As capitanias de Faro e Olhão organizaram um simulacro de salvamento marítimo para testar e verificar os procedimentos de emergência, na sexta-feira, 23 de setembro. «O exercício insere-se num programa estratégico a nível nacional, no sentido de preparar todas as estações salva-vidas do país para as intempéries de inverno que se aproximam», explicou aos jornalistas o capitão do porto de Faro, Paulo Isabel.
Dito de forma simples, a embarcação de pesca costeira «Arraial», com três homens a bordo, após ter concluído a faina de pesca, regressava ao porto de Olhão. De súbito, a cerca de 750 metros a oeste da entrada da barra, colide com a embarcação auxiliar de apoio à armação de atum «Aragão AUX», a navegar com quatro tripulantes.
Como consequência, na embarcação de menor porte, um dos tripulantes ficou ferido com gravidade (fratura exposta), dois caíram ao mar e o quarto, que estava à proa, não apresentando lesões, lança o alerta pelo rádio VHF (canal 16)/telemóvel (112), relatando o acidente e requerendo assistência imediata. O pedido de socorro chegou ao Centro de Operações Marítimas (COMAR) que acionou para o local os meios de ambas as capitanias, bem como a Lancha de Fiscalização Rápida da Marinha (LFR).
«Uma das embarcações envolvidas no acidente ficou sem governo, isto é, à deriva numa zona perigosa para a navegação, a abater para a zona dos molhes. A prioridade foi evacuar o ferido grave e depois resgatar as pessoas na água. Pedimos a colaboração da autoridade portuária para enviar um rebocador». De Portimão veio também a lancha salva-vidas SR-43.
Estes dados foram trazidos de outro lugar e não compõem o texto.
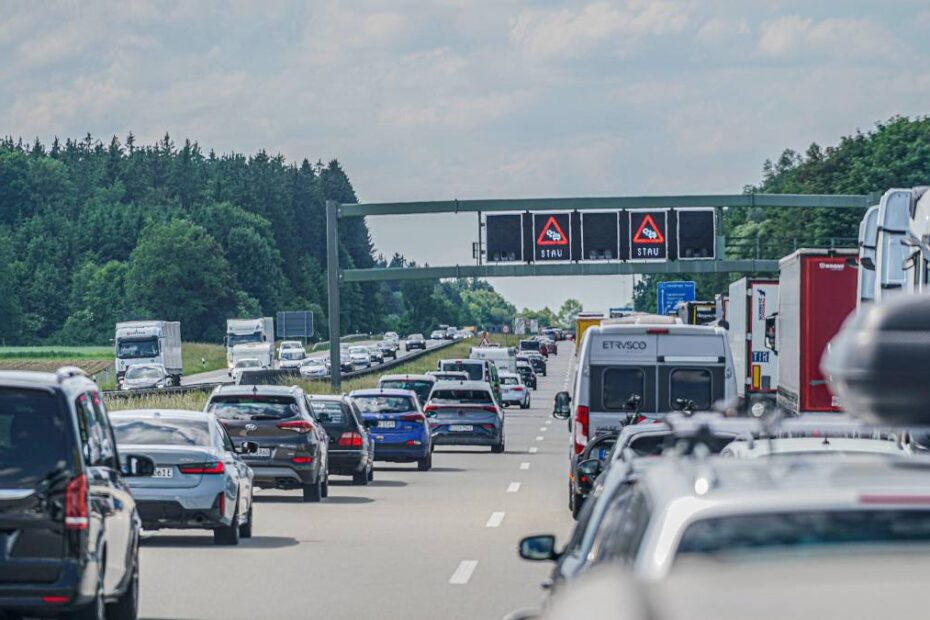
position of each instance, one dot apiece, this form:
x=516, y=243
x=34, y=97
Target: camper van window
x=692, y=384
x=623, y=388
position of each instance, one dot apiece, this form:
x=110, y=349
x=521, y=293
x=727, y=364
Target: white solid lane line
x=463, y=573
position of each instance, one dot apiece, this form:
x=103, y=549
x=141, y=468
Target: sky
x=443, y=99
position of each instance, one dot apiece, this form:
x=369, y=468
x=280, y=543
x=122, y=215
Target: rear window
x=33, y=440
x=330, y=413
x=478, y=397
x=475, y=371
x=623, y=388
x=153, y=431
x=253, y=407
x=385, y=404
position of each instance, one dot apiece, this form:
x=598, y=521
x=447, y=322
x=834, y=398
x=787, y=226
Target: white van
x=505, y=358
x=648, y=365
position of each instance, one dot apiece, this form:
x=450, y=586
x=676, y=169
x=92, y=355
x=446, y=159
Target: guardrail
x=274, y=377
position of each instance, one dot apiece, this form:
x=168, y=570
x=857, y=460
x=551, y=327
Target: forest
x=92, y=233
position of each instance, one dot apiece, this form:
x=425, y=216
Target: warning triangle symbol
x=552, y=234
x=648, y=232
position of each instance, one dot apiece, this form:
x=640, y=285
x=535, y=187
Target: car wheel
x=245, y=530
x=97, y=608
x=313, y=492
x=126, y=607
x=425, y=464
x=228, y=535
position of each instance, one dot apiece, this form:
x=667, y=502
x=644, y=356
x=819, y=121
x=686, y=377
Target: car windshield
x=420, y=387
x=253, y=407
x=33, y=439
x=475, y=372
x=145, y=372
x=130, y=349
x=165, y=431
x=385, y=404
x=804, y=530
x=470, y=397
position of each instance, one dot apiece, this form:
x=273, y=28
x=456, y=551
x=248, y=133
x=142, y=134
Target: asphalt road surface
x=412, y=545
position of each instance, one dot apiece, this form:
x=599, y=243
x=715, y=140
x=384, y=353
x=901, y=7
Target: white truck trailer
x=149, y=342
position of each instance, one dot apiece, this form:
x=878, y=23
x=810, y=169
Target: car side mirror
x=588, y=471
x=562, y=408
x=138, y=466
x=539, y=548
x=248, y=447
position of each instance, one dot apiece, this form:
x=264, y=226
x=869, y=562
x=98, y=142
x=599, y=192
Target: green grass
x=192, y=352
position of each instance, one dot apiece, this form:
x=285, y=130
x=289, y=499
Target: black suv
x=351, y=450
x=69, y=529
x=292, y=443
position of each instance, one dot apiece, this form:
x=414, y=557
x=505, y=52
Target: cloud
x=546, y=34
x=795, y=37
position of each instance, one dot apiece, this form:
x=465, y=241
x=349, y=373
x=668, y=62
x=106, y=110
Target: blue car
x=398, y=426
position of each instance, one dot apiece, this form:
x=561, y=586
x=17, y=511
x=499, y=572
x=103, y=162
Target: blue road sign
x=668, y=294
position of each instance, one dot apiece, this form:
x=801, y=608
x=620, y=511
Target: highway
x=438, y=544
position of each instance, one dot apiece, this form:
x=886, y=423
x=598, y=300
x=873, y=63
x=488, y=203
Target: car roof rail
x=69, y=372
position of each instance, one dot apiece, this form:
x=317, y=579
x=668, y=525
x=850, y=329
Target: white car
x=314, y=368
x=513, y=392
x=248, y=363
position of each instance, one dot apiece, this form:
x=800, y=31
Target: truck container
x=149, y=342
x=250, y=331
x=817, y=291
x=751, y=301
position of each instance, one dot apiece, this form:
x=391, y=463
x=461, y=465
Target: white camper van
x=647, y=364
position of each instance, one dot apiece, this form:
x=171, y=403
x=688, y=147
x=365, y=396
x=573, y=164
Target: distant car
x=65, y=500
x=465, y=413
x=351, y=448
x=200, y=481
x=244, y=365
x=526, y=372
x=421, y=385
x=313, y=368
x=359, y=357
x=513, y=392
x=292, y=445
x=398, y=425
x=146, y=376
x=415, y=341
x=292, y=357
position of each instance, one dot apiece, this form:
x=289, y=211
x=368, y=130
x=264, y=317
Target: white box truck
x=251, y=332
x=149, y=342
x=751, y=301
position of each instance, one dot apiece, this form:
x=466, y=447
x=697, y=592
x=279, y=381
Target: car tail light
x=581, y=428
x=76, y=503
x=203, y=468
x=349, y=440
x=298, y=426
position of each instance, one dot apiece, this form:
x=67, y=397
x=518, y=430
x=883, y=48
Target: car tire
x=126, y=606
x=425, y=464
x=228, y=535
x=313, y=492
x=245, y=530
x=97, y=608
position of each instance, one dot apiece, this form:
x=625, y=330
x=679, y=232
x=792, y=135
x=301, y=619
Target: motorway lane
x=388, y=550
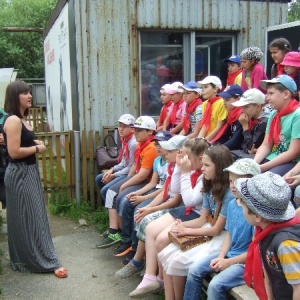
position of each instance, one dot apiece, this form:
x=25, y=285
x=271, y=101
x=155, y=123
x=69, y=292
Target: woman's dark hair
x=12, y=101
x=282, y=44
x=221, y=158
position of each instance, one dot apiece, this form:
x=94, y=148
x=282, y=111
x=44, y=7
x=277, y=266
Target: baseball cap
x=162, y=136
x=291, y=59
x=284, y=79
x=144, y=122
x=211, y=79
x=174, y=143
x=175, y=87
x=233, y=58
x=244, y=166
x=252, y=96
x=192, y=86
x=127, y=119
x=268, y=195
x=233, y=90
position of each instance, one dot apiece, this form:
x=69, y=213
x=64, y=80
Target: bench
x=242, y=292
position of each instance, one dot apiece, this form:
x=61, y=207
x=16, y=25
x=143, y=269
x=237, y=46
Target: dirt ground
x=91, y=270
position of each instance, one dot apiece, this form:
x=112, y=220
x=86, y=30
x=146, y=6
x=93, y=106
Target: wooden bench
x=242, y=292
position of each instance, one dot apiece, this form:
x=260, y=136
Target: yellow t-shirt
x=218, y=113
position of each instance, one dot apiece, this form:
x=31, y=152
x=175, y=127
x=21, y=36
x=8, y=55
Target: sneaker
x=129, y=270
x=110, y=240
x=123, y=249
x=129, y=256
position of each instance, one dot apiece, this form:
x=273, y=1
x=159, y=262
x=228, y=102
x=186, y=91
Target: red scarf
x=280, y=69
x=168, y=181
x=207, y=114
x=253, y=272
x=232, y=117
x=194, y=177
x=252, y=123
x=190, y=108
x=274, y=133
x=232, y=76
x=172, y=119
x=140, y=147
x=125, y=148
x=164, y=111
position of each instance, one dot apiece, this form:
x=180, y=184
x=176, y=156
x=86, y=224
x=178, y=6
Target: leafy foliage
x=24, y=50
x=294, y=11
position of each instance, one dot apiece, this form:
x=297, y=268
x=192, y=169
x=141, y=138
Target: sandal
x=61, y=272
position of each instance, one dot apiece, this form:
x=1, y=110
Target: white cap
x=252, y=96
x=211, y=79
x=144, y=122
x=174, y=143
x=127, y=119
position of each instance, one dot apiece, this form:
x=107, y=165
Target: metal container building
x=123, y=50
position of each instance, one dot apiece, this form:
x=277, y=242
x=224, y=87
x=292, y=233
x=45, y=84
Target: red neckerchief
x=172, y=119
x=232, y=76
x=140, y=147
x=164, y=111
x=194, y=177
x=168, y=181
x=252, y=123
x=232, y=117
x=190, y=108
x=280, y=69
x=275, y=123
x=253, y=273
x=125, y=148
x=207, y=114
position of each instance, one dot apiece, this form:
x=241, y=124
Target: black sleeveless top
x=27, y=140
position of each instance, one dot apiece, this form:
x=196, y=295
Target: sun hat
x=175, y=87
x=162, y=136
x=174, y=143
x=252, y=96
x=244, y=166
x=233, y=58
x=252, y=53
x=144, y=122
x=291, y=59
x=127, y=119
x=284, y=79
x=233, y=90
x=268, y=195
x=211, y=79
x=192, y=87
x=165, y=87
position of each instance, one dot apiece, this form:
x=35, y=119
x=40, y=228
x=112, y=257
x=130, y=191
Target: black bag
x=107, y=156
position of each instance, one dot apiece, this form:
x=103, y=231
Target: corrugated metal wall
x=108, y=43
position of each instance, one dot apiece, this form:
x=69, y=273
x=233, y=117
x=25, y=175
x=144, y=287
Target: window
x=179, y=56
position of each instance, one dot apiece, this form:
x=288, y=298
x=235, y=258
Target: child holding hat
x=273, y=258
x=291, y=63
x=229, y=262
x=280, y=150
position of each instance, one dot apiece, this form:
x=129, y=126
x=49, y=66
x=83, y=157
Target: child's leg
x=224, y=281
x=197, y=272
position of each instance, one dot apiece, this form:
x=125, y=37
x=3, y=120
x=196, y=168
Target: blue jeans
x=219, y=285
x=104, y=187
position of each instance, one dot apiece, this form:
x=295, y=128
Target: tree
x=294, y=11
x=24, y=50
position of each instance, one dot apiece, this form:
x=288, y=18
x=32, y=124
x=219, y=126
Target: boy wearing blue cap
x=280, y=150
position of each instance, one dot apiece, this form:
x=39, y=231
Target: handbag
x=190, y=241
x=107, y=156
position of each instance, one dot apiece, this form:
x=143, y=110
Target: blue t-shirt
x=211, y=205
x=240, y=230
x=160, y=167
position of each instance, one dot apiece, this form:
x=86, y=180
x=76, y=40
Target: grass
x=60, y=205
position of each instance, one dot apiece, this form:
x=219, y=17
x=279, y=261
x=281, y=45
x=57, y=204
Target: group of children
x=172, y=175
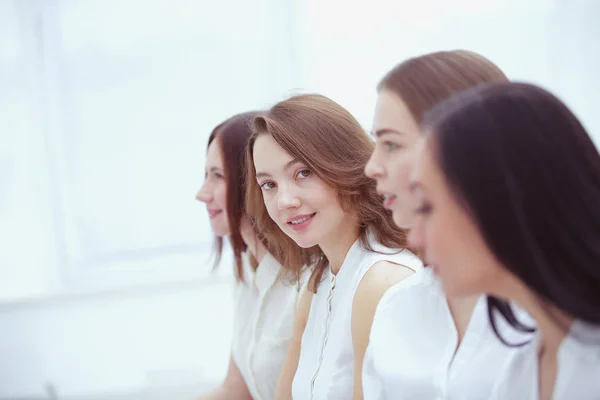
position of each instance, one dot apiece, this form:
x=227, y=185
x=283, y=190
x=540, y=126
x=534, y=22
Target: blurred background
x=106, y=290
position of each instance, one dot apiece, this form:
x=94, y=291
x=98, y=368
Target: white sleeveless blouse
x=326, y=365
x=264, y=319
x=411, y=353
x=578, y=368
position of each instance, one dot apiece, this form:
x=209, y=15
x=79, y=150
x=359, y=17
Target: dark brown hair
x=424, y=81
x=528, y=173
x=331, y=143
x=232, y=138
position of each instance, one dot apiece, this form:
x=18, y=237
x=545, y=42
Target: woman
x=264, y=305
x=447, y=350
x=308, y=194
x=512, y=169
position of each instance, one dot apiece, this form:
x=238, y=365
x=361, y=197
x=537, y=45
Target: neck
x=461, y=309
x=552, y=323
x=336, y=248
x=255, y=246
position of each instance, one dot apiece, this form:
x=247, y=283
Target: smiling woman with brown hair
x=264, y=303
x=311, y=199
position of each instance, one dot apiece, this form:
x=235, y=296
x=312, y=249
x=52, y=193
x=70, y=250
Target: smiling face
x=396, y=133
x=303, y=206
x=214, y=190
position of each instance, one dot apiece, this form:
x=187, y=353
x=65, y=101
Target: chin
x=305, y=244
x=220, y=230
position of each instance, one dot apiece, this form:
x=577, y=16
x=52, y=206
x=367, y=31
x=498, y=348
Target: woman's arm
x=233, y=387
x=284, y=384
x=371, y=288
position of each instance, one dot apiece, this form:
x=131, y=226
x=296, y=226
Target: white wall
x=106, y=107
x=143, y=340
x=349, y=46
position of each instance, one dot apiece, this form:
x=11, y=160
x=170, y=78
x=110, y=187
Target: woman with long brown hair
x=513, y=169
x=447, y=350
x=264, y=303
x=309, y=196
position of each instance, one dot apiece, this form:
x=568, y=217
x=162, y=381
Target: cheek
x=271, y=206
x=399, y=172
x=220, y=196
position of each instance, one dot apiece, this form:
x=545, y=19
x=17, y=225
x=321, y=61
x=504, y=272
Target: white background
x=105, y=109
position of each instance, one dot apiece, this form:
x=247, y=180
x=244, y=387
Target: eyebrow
x=287, y=166
x=414, y=186
x=381, y=132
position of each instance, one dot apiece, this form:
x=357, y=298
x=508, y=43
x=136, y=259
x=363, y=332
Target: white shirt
x=264, y=319
x=411, y=352
x=578, y=368
x=326, y=365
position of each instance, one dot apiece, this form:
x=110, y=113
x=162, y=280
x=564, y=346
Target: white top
x=411, y=353
x=264, y=319
x=578, y=368
x=326, y=365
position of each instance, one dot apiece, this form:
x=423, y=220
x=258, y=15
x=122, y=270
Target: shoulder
x=378, y=279
x=381, y=276
x=304, y=304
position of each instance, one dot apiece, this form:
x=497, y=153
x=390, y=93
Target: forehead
x=392, y=112
x=214, y=158
x=268, y=154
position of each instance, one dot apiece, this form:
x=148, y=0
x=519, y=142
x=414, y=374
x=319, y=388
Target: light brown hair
x=424, y=81
x=320, y=133
x=232, y=138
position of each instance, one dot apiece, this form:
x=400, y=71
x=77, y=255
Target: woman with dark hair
x=310, y=197
x=513, y=172
x=265, y=304
x=438, y=346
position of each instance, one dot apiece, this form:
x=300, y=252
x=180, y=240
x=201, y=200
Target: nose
x=204, y=194
x=373, y=169
x=287, y=198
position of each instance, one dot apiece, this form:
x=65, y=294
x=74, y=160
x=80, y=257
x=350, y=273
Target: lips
x=214, y=213
x=300, y=222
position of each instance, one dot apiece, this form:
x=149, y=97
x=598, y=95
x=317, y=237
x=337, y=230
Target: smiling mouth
x=301, y=222
x=212, y=214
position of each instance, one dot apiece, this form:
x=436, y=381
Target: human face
x=303, y=206
x=396, y=133
x=214, y=190
x=449, y=238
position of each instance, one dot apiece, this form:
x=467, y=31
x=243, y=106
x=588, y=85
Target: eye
x=305, y=173
x=268, y=185
x=390, y=146
x=423, y=209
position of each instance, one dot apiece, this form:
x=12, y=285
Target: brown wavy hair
x=424, y=81
x=331, y=143
x=232, y=138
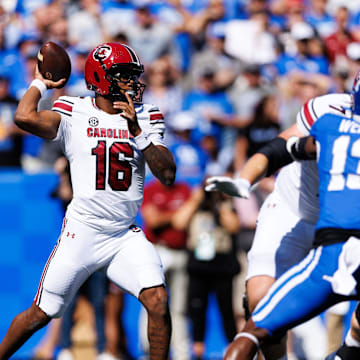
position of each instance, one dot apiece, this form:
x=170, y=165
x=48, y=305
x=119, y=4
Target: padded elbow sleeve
x=277, y=155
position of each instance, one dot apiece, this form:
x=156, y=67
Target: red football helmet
x=111, y=63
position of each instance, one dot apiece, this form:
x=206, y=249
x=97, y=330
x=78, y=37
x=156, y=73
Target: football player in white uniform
x=286, y=222
x=107, y=140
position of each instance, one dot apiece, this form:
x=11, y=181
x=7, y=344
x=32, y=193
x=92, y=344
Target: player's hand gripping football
x=49, y=83
x=233, y=187
x=129, y=113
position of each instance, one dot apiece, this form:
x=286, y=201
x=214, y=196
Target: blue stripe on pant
x=300, y=293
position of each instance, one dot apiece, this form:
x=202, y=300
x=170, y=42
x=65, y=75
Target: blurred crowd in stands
x=228, y=75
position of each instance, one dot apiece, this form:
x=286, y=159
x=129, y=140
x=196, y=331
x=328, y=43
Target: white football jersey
x=298, y=182
x=107, y=168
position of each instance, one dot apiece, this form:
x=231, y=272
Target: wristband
x=39, y=85
x=141, y=141
x=251, y=337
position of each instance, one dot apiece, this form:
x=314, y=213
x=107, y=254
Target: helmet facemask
x=124, y=73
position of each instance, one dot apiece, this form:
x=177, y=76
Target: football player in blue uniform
x=331, y=272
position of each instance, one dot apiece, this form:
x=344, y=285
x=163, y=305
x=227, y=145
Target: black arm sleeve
x=277, y=155
x=301, y=148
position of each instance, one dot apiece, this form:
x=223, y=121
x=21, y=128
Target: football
x=54, y=62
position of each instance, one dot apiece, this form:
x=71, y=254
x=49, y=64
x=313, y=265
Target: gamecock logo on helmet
x=102, y=52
O simulacro durou pouco mais de uma hora e «correu muito bem, porque tivemos as condições ótimas» ainda em tempo de verão. Apesar do clima favorável, «as embarcações podem ter falhas técnicas, mas hoje nada aconteceu. Apesar de tudo, vamos ver os registos, os tempos de resposta que foram dados e vamos verificar se temos algo a melhorar, no futuro, para que tudo possa correr melhor» em circunstâncias reais.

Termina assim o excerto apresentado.